Daniel Blake is one such individual. Even though he wants to, a medical situation precludes him from working, but the system also stops him from obtaining the benefits he needs to live. It’s one of those “person fallen between the cracks in society” tales that Loach does so well. A working class man, lacking polish but decent, is not gaming the system, but a victim of it. He’s an illustration of someone who genuinely needs a little give within the rigid bureaucracy, a little personal understanding. His problems are compounded, notably by the recent loss of his wife, but also by the world around him changing. It’s frustrating, and tragic, and this is tempered though him striking up a bond with Katie, a single mother of two children who move in next door. He gives her practical assistance and an old school practicality too, while they show him a kindness missing from his life. As ever with Loach, these small mercies of good human nature are insufficient to head off the darker direction the film takes.

I, Daniel Blake is a stripped down, gritty affair. Grey in palette and mood, it’s given warmth by the pathos and natural approach of its two leads, Dave Johns and Hayley Squires. The generational differences and conflict between the pair provide some smiles, but the similarities between the two are what really cement their friendship and understanding. Each is struggling to get by, each is burdened by the frustration of bureaucracy. Johns is excellent at bringing a working class charm and a weary inner turmoil to the role, while Squires offers a more emotional counterpoint. You want them both to get what they need; empathy for the pair is crafted in spades — even more so when Blake, being the decent man he is, takes up activism, fighting the system for all, not just himself. It only makes the film’s conclusion all the more affecting.
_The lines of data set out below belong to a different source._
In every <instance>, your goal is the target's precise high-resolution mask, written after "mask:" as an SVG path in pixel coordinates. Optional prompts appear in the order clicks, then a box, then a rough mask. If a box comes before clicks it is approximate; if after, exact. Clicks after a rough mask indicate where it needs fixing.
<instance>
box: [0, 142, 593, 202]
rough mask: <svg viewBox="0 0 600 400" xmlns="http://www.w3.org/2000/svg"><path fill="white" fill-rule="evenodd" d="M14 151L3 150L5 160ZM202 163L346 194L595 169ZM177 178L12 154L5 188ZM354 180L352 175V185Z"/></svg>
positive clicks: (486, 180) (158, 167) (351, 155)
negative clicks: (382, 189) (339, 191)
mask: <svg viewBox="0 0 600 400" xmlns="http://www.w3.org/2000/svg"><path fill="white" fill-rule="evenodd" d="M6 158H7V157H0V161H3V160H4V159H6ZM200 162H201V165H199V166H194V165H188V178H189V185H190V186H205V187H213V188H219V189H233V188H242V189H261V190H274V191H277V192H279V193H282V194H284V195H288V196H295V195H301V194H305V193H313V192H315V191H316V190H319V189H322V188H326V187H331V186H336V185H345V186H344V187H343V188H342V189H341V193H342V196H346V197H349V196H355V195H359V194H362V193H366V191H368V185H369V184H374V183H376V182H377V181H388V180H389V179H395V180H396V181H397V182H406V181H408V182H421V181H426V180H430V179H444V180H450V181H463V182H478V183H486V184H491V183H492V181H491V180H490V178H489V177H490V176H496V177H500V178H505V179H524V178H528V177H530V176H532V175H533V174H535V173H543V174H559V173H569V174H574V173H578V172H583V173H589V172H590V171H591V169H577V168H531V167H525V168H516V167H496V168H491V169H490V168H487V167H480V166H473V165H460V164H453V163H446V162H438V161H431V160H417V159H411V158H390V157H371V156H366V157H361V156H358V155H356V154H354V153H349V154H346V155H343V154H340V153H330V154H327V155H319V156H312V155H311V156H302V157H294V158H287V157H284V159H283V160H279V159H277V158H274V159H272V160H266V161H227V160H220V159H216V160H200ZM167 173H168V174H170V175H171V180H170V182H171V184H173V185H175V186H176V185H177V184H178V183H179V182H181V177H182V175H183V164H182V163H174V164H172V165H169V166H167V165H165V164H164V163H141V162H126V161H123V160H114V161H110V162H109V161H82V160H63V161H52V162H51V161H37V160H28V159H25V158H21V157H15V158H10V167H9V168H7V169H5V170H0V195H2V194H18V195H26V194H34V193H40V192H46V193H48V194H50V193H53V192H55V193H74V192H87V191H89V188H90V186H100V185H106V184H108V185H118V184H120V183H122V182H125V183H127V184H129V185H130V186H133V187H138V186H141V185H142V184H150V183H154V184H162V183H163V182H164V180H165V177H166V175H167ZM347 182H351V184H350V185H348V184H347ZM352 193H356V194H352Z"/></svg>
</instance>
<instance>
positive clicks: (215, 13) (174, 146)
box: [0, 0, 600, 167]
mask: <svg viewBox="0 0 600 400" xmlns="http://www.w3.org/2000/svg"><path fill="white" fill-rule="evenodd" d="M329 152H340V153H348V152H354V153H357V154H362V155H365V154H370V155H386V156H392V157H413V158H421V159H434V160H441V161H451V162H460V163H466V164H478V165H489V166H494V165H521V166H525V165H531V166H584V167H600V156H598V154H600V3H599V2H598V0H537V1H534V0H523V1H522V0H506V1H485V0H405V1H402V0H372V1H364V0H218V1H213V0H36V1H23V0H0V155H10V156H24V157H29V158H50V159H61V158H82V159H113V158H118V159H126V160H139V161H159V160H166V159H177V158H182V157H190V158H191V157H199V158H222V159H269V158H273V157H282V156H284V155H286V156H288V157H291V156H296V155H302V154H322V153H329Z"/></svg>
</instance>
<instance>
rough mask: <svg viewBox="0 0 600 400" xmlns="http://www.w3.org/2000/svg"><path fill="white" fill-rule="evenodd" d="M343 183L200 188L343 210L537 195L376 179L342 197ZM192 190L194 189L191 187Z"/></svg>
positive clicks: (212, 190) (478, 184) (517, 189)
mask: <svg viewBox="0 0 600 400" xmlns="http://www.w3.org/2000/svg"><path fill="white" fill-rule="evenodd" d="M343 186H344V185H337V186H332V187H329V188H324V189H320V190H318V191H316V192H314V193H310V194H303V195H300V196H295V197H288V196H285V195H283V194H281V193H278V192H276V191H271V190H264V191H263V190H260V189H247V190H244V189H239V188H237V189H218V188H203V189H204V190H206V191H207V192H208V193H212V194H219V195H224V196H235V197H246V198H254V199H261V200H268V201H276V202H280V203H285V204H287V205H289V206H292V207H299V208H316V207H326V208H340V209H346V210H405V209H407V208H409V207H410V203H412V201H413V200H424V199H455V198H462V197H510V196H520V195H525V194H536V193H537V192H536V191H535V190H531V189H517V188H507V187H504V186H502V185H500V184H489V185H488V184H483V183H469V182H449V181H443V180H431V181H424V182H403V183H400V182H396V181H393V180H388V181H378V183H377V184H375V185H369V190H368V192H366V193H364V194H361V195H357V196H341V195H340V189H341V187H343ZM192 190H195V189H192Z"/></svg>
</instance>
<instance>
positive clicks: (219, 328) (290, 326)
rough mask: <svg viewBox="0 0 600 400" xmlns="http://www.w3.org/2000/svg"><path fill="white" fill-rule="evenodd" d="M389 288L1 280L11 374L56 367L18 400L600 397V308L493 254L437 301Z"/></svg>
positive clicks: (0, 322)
Loach has refined his approach to political commentary over the years, and while I, Daniel Blake is loaded with scathing insights, none of them are overly pointed. There isn’t a sense of urgency, which makes it’s climax harder to take, but it is weighed with importance. It’s a gritty damnation of a government and system of bureaucracy that is failing the people that genuinely need help, while showing that the human touch is crucial to our survival.

The Package

The transfer is sourced from a 2K digital transfer, and with it being a fairly recent film (2016), image quality is strong. Detail and depth are the most notable attributes in a film with a rather muted palette. Natural colors, especially skin-tones, are well represented. Special features include:

  • Audio commentary from 2016 featuring Loach and screenwriter Paul Laverty: A frank and revealing commentary, one that outlines the inspiration for the story, the production itself, the actors, as well as some personal opinions on the British government and welfare state.
  • How to Make a Ken Loach Film, a 2016 documentary on the production of I, Daniel Blake: Running around 40 min, it serves as more of a “behind the scenes” doc for I, Daniel Blake than a general featurette.
  • Versus: The Life and Films of Ken Loach, a 2016 documentary directed by Louise Osmond: A fascinating watch. A ~90 min doc that reflects on the life of Loach, one where he has imbued his artistic intent with his efforts to be a thorn in the side of those in power. Great mix of footage and interviews, drawing from many people, cast and crew alike, from his back catalogue.
  • Deleted scenes: 9 short deleted scenes, each slightly building on ones left in the film. Understandable why they were removed.
  • Trailer
  • PLUS: An essay by critic Girish Shambu: Contained within the nicely arranged liner notes booklet, which also contains stills from the film, as well as details on the transfer for this release.

The Bottom Line

I, Daniel Blake is amongst the finer works to come from Ken Loach’s impressive career. A gritty and quietly powerful castigation of the British welfare state, woven into a personal tale that carries with it genuine sadness and authenticity. It’s a timely and affecting release from Criterion.

I, Daniel Blake is available via Criterion from January 16th, 2018.